- Theatrical release poster
- Directed by: Claude Miller
- Written by: Luc Béraud Claude Miller
- Produced by: Mag Bodard Jean-François Davy
- Starring: Patrick Dewaere Patrick Bouchitey Christine Pascal Claude Piéplu
- Cinematography: Bruno Nuytten
- Edited by: Jean-Bernard Bonis
- Music by: Alain Jomy
- Distributed by: AMLF
- Release dates: 3 March 1976 (France); 15 January 1978 (U.S.);
- Running time: 82 minutes
- Country: France
- Language: French
- Box office: $13,793 (2008 French reissue)

= The Best Way to Walk =

The Best Way to Walk (French: La meilleure façon de marcher) is a 1976 French film directed by Claude Miller, his directorial debut. It stars Patrick Dewaere, Patrick Bouchitey, Christine Pascal, Claude Piéplu and Michel Blanc.

== Plot ==
Marc and Philippe are two teenage counselors at a summer vacation camp in the French countryside in 1960. Marc is very virile, while Philippe is more reserved. One night, Marc surprises Philippe dressed and made-up like a woman. He responds by continually humiliating Philippe. Despite their late-adolescent rivalries and sexual confusion, each achieves an awakening.

== Cast ==
- Patrick Dewaere as Marc
- Patrick Bouchitey as Philippe
- Christine Pascal as Chantal
- Claude Piéplu as Camp director
- Marc Chapiteau as Gérard
- Michel Blanc as Raoul Deloux
- Michel Such as Léni
- Franck d'Ascanio as Hervé
- Nathan Miller as kid with glasses

==Reception==
Jan Dawson wrote in Sight and Sound that "Miller surrounds his dramatic scenes of pride and prejudice with a rich humour that balance affection and misanthropy; his characters are faintly ridiculous long before they are humbled, and their absurdity stems in large from their attempts to conceal an average dose of inconsistency beneath a monolithic rhetoric."

Film critic Tom Milne said that Miller's treatment of the complex relationship between the two young men is "astonishly assured and all the more remarkable in that it is at once very subtle, yet also extremely tough; his magnificent first film reveals a great sensitivity to psycho–sexual tensions and also hints at the class antagonisms informing the character's actions; it also has the advantage of strong natural performances and some delightful humour."

In his review for Time Out, Chris Petit stated that "Miller handles the contrasts of his script with assurance, especially those between group conformity and private individual feelings; only at the end does his touch falter, because until then his perception of emotional nuances effectively masks the stereotypical equations he makes between sex, class and, to a lesser extent, politics; but overall it's a highly assured first feature."

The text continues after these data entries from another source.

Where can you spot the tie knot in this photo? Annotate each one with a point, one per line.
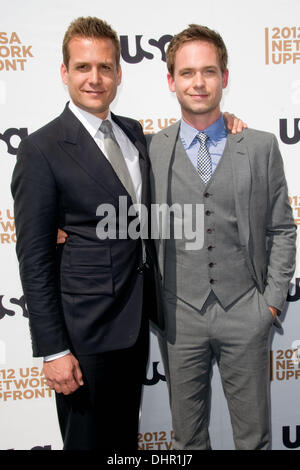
(202, 137)
(106, 127)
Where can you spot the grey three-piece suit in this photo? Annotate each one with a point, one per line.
(216, 298)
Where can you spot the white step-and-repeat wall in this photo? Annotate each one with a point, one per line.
(263, 40)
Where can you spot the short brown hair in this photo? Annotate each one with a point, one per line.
(196, 32)
(89, 27)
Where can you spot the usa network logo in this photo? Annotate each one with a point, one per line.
(135, 50)
(13, 136)
(291, 436)
(292, 135)
(9, 310)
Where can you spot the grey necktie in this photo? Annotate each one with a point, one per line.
(116, 158)
(204, 166)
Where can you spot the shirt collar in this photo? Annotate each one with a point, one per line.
(88, 120)
(215, 131)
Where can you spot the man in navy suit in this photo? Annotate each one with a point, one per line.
(85, 298)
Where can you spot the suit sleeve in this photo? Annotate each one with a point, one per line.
(36, 217)
(281, 233)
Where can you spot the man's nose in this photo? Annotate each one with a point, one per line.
(198, 80)
(94, 76)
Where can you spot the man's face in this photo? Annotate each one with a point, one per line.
(92, 75)
(198, 82)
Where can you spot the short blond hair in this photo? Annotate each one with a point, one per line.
(89, 27)
(196, 32)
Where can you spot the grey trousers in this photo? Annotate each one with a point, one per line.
(238, 338)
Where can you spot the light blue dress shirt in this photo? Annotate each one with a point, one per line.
(216, 142)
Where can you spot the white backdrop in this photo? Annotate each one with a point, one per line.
(263, 41)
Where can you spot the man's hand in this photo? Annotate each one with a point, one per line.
(274, 311)
(234, 124)
(61, 236)
(63, 374)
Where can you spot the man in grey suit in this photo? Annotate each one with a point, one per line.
(219, 301)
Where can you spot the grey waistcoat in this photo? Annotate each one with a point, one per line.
(220, 265)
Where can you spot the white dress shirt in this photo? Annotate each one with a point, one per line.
(131, 156)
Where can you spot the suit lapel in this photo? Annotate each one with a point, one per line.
(143, 156)
(164, 152)
(242, 189)
(84, 151)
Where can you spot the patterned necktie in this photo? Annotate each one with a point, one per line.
(204, 166)
(116, 158)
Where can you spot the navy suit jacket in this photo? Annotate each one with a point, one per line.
(86, 295)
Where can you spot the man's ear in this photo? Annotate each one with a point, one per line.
(171, 82)
(64, 73)
(225, 76)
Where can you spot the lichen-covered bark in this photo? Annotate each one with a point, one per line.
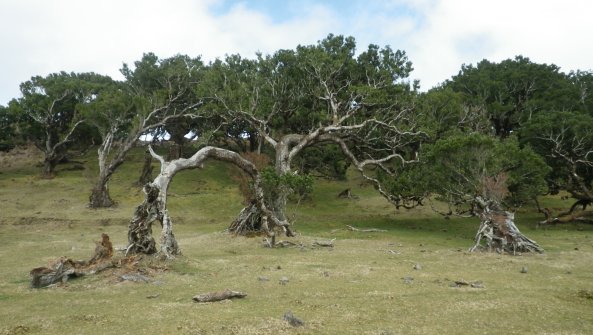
(498, 232)
(154, 207)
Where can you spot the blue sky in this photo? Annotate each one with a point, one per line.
(39, 37)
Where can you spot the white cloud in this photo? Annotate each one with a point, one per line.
(466, 31)
(39, 36)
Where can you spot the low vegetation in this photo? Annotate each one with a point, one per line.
(409, 279)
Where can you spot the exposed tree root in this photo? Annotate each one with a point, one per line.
(499, 232)
(61, 270)
(154, 207)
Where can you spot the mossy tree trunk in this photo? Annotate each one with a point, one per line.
(499, 232)
(154, 207)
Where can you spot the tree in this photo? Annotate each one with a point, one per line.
(8, 131)
(479, 175)
(565, 139)
(50, 112)
(512, 91)
(320, 94)
(155, 93)
(154, 207)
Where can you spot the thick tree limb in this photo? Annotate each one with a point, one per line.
(154, 207)
(219, 296)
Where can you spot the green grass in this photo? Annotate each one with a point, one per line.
(355, 288)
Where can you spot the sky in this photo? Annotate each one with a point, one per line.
(39, 37)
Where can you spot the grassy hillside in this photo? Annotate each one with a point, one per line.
(366, 284)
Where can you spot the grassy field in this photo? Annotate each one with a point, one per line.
(366, 284)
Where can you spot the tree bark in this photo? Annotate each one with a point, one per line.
(146, 175)
(154, 207)
(218, 296)
(500, 234)
(65, 268)
(49, 165)
(100, 197)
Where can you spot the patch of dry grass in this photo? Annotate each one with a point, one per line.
(366, 284)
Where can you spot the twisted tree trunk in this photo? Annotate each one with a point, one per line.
(154, 207)
(498, 231)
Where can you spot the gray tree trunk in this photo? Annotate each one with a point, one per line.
(498, 231)
(154, 207)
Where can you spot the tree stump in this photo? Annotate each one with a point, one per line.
(498, 230)
(61, 270)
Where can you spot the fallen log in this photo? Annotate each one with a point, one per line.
(328, 244)
(366, 230)
(218, 296)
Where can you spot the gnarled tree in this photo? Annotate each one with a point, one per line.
(565, 140)
(154, 207)
(49, 112)
(479, 175)
(322, 94)
(156, 92)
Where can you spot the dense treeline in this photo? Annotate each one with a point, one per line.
(491, 138)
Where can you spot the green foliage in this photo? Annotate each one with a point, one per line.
(327, 161)
(8, 129)
(513, 90)
(287, 183)
(565, 140)
(462, 168)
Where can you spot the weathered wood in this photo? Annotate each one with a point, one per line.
(293, 320)
(328, 244)
(61, 270)
(366, 230)
(219, 296)
(154, 207)
(498, 230)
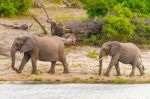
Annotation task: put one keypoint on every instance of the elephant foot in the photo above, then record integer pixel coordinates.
(51, 72)
(106, 74)
(18, 71)
(66, 72)
(34, 72)
(141, 74)
(131, 75)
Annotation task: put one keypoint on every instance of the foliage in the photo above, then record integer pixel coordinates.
(97, 7)
(142, 33)
(118, 16)
(14, 7)
(117, 28)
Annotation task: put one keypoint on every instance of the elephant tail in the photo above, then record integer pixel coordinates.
(142, 63)
(143, 67)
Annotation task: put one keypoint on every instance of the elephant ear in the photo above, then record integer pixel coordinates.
(29, 44)
(115, 47)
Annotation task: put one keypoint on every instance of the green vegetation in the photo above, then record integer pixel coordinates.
(14, 7)
(37, 78)
(124, 20)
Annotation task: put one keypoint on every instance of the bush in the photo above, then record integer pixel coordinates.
(117, 28)
(97, 7)
(142, 34)
(120, 20)
(14, 7)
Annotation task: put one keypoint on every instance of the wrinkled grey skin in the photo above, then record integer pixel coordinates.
(127, 53)
(48, 49)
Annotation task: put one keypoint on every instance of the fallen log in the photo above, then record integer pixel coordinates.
(18, 26)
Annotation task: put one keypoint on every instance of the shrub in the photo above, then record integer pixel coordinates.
(117, 28)
(97, 7)
(142, 33)
(14, 7)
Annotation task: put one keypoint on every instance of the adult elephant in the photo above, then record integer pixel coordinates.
(49, 49)
(127, 53)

Fernando Trueba of El País observed that "Miller has built a compact, rigorous, measured film, where nothing has been left to improvisation or chance, full of details, subtle, of small nuances that affect, above all, the composition of the characters, both their psychology and the direction of the actors." He also praised the acting of Dewaere and Bouchitey as "absolutely exceptional." He concluded that the film is "amazing, its language is direct, precise and forceful; Miller avoids anecdotal or environmental notes that can distract the central plot."

==Awards==
The film won the César Award for Best Cinematography, and was nominated for Best Film, Best Actor, Best Director, Best Screenplay, Dialogue or Adaptation and Best Sound.